Christen und Menschen in Einsamkeit

„Ich habe keinen Menschen.“ Je älter der Mensch, desto öfter fällt dieser Satz. Seit der Corona-Pandemie hört man ihn aber auch immer öfter und auch von den Jüngeren. Viele Menschen fühlen sich seit den geltenden Kontaktbeschränkungen einsamer. Für manche ist die Einsamkeit wie eine dunkle Wolke geworden, die sich bedrohlich nähert, einen mit Kälte umhüllt und für so manchen in die Ausweglosigkeit führt. Einsamkeit macht Angst und überfordert. Manche trauen sich schon gar nicht mehr darüber zu sprechen.
Was steckt dahinter? Und gibt es aus christlicher Sicht Erhellendes hierzu?
Ein Gespräch mit Martin Keßler, Seelsorger für Menschen in Not und Dr. Friedrich Wallbrecht, Pfarrer im Ruhestand und Seelsorger im Ambulanten Hospiz-Dienst.

Erleben Sie Einsamkeit? Persönlich und in Ihrer seelsorglichen Praxis?
Martin Keßler: Klar fühle ich mich manchmal einsam, aber eher in Gesellschaft, allein praktisch nie.
Derzeit erlebe ich eine große Einsamkeit bei Menschen im Krankenhaus, weil Besuche außer bei Geburt und Sterben bzw. Tod nicht möglich sind.

Friedrich Wallbrecht: Einsamkeit empfinde ich auch als ein manchmal gefährliches Augenblicks-Gefühl. Ich fühle mich dann unverstanden, überflüssig, nutzlos und treffe mitunter auf Menschen mit einer ähnlichen Stimmung.

Was meint eigentlich einsam? Ist man alleine einsam? Ist man in der Gemeinschaft einsam?
Wallbrecht: Einsamkeit ist ein Lebensgefühl, ganz innen und grundsätzlich. Das eigene Leben fühlt sich jämmerlich unbedeutend an. Es ist schon verrückt, dass man sich auch inmitten von Menschen einsam vorkommen kann.

Wie kann man Einsamkeit erkennen?
Keßler: Von außen und ferne geht gar nichts. Am besten man kommt mit Menschen ins Gespräch und fragt wie es Ihnen geht. Entweder sie erzählen dann von ihren Beschwernissen oder sie sagen einem bei der Verabschiedung, wie dankbar sie sind, dass sie besucht wurden und sie erzählen durften.

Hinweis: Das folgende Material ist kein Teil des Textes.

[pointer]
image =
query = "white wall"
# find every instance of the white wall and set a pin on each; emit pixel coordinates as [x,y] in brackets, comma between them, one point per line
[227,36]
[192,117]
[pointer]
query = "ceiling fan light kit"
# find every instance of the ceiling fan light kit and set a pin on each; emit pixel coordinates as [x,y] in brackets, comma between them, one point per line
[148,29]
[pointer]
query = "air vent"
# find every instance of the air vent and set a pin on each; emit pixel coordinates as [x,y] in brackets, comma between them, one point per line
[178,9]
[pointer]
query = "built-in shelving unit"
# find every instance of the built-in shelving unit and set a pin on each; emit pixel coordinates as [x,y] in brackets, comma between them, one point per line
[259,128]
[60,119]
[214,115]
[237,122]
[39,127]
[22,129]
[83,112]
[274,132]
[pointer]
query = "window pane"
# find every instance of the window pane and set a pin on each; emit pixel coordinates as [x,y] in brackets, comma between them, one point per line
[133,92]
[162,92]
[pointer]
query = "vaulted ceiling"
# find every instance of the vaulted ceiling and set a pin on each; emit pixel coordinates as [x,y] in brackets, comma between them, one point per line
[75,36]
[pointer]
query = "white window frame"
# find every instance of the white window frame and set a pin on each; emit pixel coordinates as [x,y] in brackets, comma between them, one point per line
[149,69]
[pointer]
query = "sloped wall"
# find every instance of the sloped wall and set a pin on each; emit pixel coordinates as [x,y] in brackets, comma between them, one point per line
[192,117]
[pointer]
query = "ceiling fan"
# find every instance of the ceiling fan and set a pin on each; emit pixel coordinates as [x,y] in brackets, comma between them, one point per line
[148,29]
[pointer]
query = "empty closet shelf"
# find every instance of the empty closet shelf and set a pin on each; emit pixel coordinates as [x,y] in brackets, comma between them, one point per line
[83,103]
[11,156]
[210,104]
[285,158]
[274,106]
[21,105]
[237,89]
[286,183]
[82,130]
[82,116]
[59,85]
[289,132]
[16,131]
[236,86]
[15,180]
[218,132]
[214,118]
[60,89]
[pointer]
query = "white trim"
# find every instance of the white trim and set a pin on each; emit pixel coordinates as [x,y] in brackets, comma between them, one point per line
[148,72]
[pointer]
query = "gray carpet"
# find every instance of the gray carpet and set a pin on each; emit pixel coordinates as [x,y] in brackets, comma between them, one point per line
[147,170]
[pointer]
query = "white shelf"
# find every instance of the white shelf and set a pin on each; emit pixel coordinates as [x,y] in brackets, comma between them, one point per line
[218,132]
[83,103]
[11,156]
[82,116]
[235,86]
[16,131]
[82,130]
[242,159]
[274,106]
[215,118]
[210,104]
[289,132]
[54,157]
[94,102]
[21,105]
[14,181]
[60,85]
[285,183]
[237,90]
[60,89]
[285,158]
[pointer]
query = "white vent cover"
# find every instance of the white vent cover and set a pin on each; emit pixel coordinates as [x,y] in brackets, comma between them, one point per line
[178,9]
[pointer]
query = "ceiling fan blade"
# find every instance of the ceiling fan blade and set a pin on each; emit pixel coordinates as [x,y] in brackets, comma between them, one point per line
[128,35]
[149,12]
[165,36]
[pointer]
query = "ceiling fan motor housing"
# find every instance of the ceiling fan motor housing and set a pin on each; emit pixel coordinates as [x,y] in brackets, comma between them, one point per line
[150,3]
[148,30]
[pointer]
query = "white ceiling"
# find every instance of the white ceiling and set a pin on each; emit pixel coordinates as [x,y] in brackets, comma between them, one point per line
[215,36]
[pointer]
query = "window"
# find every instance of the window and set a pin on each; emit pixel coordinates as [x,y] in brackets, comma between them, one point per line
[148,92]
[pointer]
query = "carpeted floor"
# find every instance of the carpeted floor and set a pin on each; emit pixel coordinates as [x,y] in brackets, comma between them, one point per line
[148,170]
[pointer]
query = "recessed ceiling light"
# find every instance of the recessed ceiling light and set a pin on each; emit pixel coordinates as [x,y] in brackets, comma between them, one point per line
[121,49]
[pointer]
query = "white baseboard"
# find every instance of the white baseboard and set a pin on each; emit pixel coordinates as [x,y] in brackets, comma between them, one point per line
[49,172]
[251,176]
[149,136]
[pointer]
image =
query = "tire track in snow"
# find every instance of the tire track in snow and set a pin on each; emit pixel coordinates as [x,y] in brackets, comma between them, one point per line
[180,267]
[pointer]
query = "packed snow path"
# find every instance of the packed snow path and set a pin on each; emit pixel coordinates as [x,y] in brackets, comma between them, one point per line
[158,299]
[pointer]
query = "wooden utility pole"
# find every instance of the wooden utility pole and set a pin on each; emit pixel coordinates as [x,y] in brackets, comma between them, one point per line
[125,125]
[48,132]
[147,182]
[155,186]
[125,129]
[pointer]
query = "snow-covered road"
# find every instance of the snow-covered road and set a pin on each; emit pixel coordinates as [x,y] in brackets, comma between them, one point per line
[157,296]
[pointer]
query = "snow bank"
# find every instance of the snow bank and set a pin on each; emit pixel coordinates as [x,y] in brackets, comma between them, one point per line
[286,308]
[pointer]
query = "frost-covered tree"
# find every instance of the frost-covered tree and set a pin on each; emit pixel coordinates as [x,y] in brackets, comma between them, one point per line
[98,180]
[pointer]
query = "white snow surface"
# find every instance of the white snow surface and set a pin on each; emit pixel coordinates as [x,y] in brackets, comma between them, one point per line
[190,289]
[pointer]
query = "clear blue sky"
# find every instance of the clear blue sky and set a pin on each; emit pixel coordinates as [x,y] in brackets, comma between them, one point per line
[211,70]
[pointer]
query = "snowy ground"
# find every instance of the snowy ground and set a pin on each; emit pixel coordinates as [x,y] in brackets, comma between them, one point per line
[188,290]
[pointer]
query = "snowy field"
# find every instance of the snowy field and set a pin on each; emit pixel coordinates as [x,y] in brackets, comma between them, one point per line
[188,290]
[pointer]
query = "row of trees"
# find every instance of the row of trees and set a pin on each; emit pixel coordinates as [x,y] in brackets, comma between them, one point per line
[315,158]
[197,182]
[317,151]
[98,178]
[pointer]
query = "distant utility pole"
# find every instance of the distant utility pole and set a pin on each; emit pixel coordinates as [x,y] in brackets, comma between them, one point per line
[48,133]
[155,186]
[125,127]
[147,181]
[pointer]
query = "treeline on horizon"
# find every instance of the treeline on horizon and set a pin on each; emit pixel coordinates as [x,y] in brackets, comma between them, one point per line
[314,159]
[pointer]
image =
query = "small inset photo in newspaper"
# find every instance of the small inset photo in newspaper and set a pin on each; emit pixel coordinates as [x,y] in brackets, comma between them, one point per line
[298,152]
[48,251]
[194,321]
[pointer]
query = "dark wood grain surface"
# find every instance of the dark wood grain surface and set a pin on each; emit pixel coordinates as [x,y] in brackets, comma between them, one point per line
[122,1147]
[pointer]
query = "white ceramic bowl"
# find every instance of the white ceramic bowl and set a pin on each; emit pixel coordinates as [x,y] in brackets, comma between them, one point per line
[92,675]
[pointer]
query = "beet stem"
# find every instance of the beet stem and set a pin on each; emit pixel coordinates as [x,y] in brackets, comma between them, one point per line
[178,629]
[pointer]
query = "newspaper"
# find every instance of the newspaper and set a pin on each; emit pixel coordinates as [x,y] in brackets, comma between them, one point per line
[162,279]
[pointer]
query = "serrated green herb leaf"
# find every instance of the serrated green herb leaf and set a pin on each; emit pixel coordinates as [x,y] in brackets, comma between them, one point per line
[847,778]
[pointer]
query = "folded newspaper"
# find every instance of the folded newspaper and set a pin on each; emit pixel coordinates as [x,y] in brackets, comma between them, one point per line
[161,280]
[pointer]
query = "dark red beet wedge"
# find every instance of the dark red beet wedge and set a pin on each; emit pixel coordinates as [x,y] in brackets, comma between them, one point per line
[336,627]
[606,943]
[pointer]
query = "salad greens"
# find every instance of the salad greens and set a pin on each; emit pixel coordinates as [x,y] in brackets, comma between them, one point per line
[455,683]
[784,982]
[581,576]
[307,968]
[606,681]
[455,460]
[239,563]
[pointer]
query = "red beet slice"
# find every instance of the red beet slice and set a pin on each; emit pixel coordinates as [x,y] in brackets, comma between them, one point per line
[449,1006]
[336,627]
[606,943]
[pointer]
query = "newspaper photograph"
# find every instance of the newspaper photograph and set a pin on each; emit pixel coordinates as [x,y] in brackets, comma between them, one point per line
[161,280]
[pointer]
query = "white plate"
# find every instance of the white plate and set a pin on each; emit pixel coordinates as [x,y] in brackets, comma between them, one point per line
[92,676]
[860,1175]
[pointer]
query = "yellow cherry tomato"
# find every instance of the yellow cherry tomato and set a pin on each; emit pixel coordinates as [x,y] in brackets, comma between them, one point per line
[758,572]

Wallbrecht: Manchmal aber lässt sich schon an Haltung und Verhalten erahnen, dass Menschen sich im Abseits befinden.

Was hilft gegen Einsamkeit?
Keßler: Rechtzeitig in Beziehungen und Menschen investieren, d.h. sich um andere bemühen und ein stabiles soziales Netzwerk aufbauen. Wichtig erscheint mir, es generationsübergreifend zu tun.
Sobald das Kind in den Brunnen gefallen ist, wird es schwierig, weil z.B. gerade kranke und gebrechliche Menschen wenig Kontaktmöglichkeiten und Ressourcen haben. Hier hilft dann die Barmherzigkeit anderer weiter.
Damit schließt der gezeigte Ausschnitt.